When term resumed I took up my new place at the Aberdeen Dough School and completed my degree over the next year and a half.
After graduating I surprised even myself by returning to Gala to do a Master’s in Clothing Management. Just six months at the college, and then six months on release at Mackays in Paisley, my first real job in a fashion buying office, while I researched and wrote my dissertation on the Harris Tweed industry and its marketing.
By the time I got back to Gala Seonag was long gone. She had abandoned her flirtation with the textile and clothing industry, and left to take a course in business and computer studies at Manchester, which I discovered later just happened to be Jane’s home town.
Braque sat at a table in the window, looking out over the inner harbour.

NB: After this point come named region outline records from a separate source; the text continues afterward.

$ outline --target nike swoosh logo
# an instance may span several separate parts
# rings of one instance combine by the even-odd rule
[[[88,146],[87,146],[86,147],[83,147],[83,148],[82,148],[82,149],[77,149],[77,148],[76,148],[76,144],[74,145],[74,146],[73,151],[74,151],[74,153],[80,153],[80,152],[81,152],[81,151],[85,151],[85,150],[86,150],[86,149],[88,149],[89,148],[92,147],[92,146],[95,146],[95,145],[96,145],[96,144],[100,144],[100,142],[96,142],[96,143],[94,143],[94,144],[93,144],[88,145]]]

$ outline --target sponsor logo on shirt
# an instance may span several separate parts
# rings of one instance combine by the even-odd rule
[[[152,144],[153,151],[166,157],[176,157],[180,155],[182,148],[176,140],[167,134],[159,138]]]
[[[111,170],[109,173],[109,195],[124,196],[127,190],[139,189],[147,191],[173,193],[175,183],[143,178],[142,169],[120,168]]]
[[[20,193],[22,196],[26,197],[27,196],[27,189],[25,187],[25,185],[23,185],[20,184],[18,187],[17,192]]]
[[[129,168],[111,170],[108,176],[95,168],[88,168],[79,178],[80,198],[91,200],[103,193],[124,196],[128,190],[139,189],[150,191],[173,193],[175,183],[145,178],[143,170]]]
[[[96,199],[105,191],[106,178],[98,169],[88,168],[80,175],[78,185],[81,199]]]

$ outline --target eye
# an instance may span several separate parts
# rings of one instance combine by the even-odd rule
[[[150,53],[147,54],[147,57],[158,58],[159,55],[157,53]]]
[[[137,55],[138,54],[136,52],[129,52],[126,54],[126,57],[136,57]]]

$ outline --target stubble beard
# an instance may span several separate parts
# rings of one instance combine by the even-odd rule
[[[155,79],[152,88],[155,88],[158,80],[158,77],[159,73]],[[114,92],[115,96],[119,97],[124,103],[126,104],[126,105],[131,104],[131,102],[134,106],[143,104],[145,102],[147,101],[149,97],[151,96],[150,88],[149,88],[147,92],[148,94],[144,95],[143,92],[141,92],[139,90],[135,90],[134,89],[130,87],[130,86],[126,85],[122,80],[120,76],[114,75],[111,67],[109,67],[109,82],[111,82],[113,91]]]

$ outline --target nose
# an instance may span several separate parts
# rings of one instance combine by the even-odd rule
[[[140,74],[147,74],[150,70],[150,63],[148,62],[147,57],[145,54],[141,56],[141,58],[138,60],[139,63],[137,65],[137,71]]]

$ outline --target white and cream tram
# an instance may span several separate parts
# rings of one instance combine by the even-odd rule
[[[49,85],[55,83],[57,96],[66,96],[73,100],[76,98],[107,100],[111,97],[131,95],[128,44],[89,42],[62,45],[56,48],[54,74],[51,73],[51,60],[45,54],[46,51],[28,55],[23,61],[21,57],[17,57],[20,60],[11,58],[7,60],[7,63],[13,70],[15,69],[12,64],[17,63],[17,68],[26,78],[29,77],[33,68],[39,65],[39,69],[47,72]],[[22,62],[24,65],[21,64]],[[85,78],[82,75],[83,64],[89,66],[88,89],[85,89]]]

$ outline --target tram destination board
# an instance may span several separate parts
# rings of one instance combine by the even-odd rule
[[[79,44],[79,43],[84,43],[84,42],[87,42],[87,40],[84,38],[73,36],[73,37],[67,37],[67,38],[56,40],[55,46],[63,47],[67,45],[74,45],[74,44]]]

Most of the fishing boats appeared to have gone, leaving only the pleasure boats and a few rusting hulks lined up along the quayside and the pontoons. The sky was broken, white clouds scudding across areas of blue, as if competing with each other to hide the sun, chasing their own shadows across the water.
She had not slept well, and was worried because she had still been unable to raise her ex on the phone. He had changed his mobile number after the split and all she had was his home number. Someone should have been there, even if it was only Lise. But, then, she probably wouldn’t have wanted to lift the phone when she saw who was calling. All the same, Gilles should have responded by now. She had left several messages. All she could think was that he had taken the girls somewhere for a treat. Maybe stayed overnight. But there was school this morning... She breathed in deeply and pressed her palms flat on the pristine white linen tablecloth. She did not want to let any other thoughts in. As Gilles had always been in the habit of telling her, she had a vivid imagination.
‘Bonjour, Ma’am. Penny for them.’
She turned to find George Gunn standing by her table. ‘I’m sorry?’
‘Penny for your thoughts. It’s an English idiom,’ he said, before realizing she might not understand what an idiom was. ‘A saying. It just means I was wondering what you were thinking.’
She forced a smile. ‘Dark thoughts.’ And waved to the chair opposite. ‘Join me?’
Gunn grinned. ‘Don’t mind if I do, Ma’am.’
‘Sylvie,’ she corrected him again.
‘Yes, Ma’am,’ he said, and it was clear he had no intention of ever calling her by her name.
An elderly waitress in a black skirt and blouse and white apron asked if he would like toast.
‘Yes, please.’ He rubbed his hands together. ‘And a coffee.’
They indulged in polite conversation about how well each had slept. She lied, and wondered if he had, too. Then they talked about the weather, and he elevated what she had taken to be an unpromising start to the day, to being ‘grand’. His toast arrived and she watched as he spread it with slabs of quickly melting butter, before slathering it with thick-cut marmalade, and wolfing it down between large gulps of coffee sweetened with two spoons of sugar.